Edward Richard Doheny (November 24, 1873 – December 29, 1916) was an American pitcher in Major League Baseball (MLB). He played for the New York Giants and Pittsburgh Pirates from 1895 to 1903. Doheny finished his career with a win–loss record of 75–83. During his last MLB season, he was declared insane and committed to an asylum.

==Baseball career==
Doheny was born in Northfield, Vermont, in 1873. He started his professional baseball career with the New York Giants of the National League (NL) in 1895. He signed with the team in September, and that year, he had a win–loss record of 0–3 and a 6.66 earned run average (ERA).

In 1896, Doheny went 6–7 with a 4.49 ERA. In 1897, he went 4–4 with a 2.12 ERA. In 1898, Doheny went 7–19 with a 3.68 ERA and led the NL with 19 wild pitches. In 1899, he went 14–17 with a 4.41 ERA and led the NL with 37 hit by pitches and 21 wild pitches. In 1900, he went 4–14 with a 5.45 ERA. In 1901, he went 2–5 with a 4.50 ERA before the Giants released him in July.
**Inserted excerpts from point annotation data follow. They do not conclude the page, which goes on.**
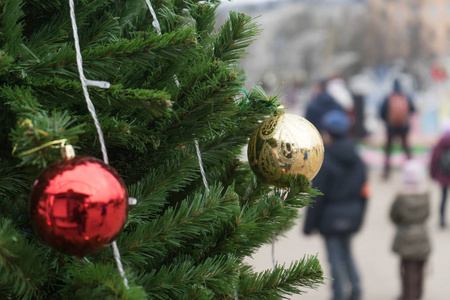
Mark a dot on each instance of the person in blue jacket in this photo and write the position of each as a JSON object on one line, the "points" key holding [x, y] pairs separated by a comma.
{"points": [[322, 103], [338, 214]]}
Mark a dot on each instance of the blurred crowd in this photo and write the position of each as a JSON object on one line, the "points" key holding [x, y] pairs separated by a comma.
{"points": [[338, 214]]}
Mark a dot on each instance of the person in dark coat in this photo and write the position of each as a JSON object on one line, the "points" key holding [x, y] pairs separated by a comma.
{"points": [[338, 214], [409, 213], [322, 103], [439, 173], [394, 129]]}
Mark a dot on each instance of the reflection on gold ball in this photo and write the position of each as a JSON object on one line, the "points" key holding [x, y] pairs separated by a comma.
{"points": [[283, 146]]}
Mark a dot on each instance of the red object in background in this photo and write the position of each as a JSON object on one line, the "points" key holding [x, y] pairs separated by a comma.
{"points": [[79, 206], [438, 72]]}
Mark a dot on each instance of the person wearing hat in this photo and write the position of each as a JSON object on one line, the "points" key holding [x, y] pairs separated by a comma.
{"points": [[321, 103], [338, 214], [409, 212], [396, 111]]}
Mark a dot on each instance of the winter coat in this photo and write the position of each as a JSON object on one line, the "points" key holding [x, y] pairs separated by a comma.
{"points": [[340, 209], [319, 106], [409, 212], [438, 149], [384, 114]]}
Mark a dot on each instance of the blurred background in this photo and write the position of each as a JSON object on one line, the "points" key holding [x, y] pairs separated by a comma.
{"points": [[367, 43], [364, 45]]}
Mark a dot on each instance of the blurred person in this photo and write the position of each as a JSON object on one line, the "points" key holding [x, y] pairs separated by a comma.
{"points": [[321, 103], [396, 111], [440, 168], [338, 213], [409, 212]]}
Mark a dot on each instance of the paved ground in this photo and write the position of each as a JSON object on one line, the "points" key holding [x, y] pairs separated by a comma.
{"points": [[378, 265]]}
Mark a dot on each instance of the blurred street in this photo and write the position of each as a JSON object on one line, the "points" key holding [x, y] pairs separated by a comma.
{"points": [[378, 265]]}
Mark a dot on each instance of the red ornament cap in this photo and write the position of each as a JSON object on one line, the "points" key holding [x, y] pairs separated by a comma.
{"points": [[79, 206]]}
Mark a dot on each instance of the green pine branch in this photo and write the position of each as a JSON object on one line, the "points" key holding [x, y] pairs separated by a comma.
{"points": [[22, 272], [281, 281], [183, 278], [11, 26]]}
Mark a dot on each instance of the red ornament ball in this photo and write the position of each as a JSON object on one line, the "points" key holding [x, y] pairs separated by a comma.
{"points": [[79, 206]]}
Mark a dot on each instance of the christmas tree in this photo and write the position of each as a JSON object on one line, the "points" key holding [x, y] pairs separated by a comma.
{"points": [[172, 85]]}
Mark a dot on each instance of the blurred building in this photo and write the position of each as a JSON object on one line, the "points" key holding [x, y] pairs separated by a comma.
{"points": [[409, 29]]}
Later that month, Doheny signed with the NL's Pittsburgh Pirates. During the rest of the year, he went 6–2 with a 2.00 ERA and helped the Pirates win the NL championship. In 1902, he went 16–4 with a 2.53 ERA and helped the Pirates win the NL championship again.

==1903 season==
In May 1903, in an away game against the New York Giants, Doheny popped up and then threw his bat in the direction of Giants catcher Frank Bowerman, angering the crowd. For this, Doheny was suspended for three days.

In July, Doheny left the Pirates and returned to his home in Andover, Massachusetts. He had been acting strangely and was convinced that he was being followed by detectives. As the Pittsburg Post noted on July 29, "his mind is thought to be deranged".
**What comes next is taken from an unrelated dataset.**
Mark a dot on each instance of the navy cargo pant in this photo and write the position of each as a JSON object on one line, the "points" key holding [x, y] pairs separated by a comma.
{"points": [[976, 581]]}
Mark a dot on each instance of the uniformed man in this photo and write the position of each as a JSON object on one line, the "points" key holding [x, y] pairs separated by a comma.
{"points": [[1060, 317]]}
Doheny returned to the team in August. He pitched well and ended the season with a record of 16–8 and a 3.19 ERA, helping the Pirates win the NL championship. He played his last game on September 7. Doheny continued to suffer from paranoid delusions, and on September 22, his brother took him back home to Andover.

Doheny was then placed under the care of Dr. E. C. Conroy and a nurse, Oberlin Howarth. Doheny's condition did not improve and was worsened after he read about the Pirates' fourth loss in the 1903 World Series. On the night of October 10, he forcibly removed Conroy from his home. Early the next morning, Doheny attacked Howarth with a cast-iron stove leg and knocked him unconscious. The police arrived, and Doheny held them off while threatening to kill anyone who approached. After an hour, the police finally overpowered him. Doheny was declared insane by doctors and committed to an asylum in Danvers, Massachusetts.

Doheny finished his nine-year MLB career with a 75–83 record, a 3.73 ERA, and 572 strikeouts. He never recovered from his mental illness and died in an asylum in Medfield, Massachusetts, in 1916.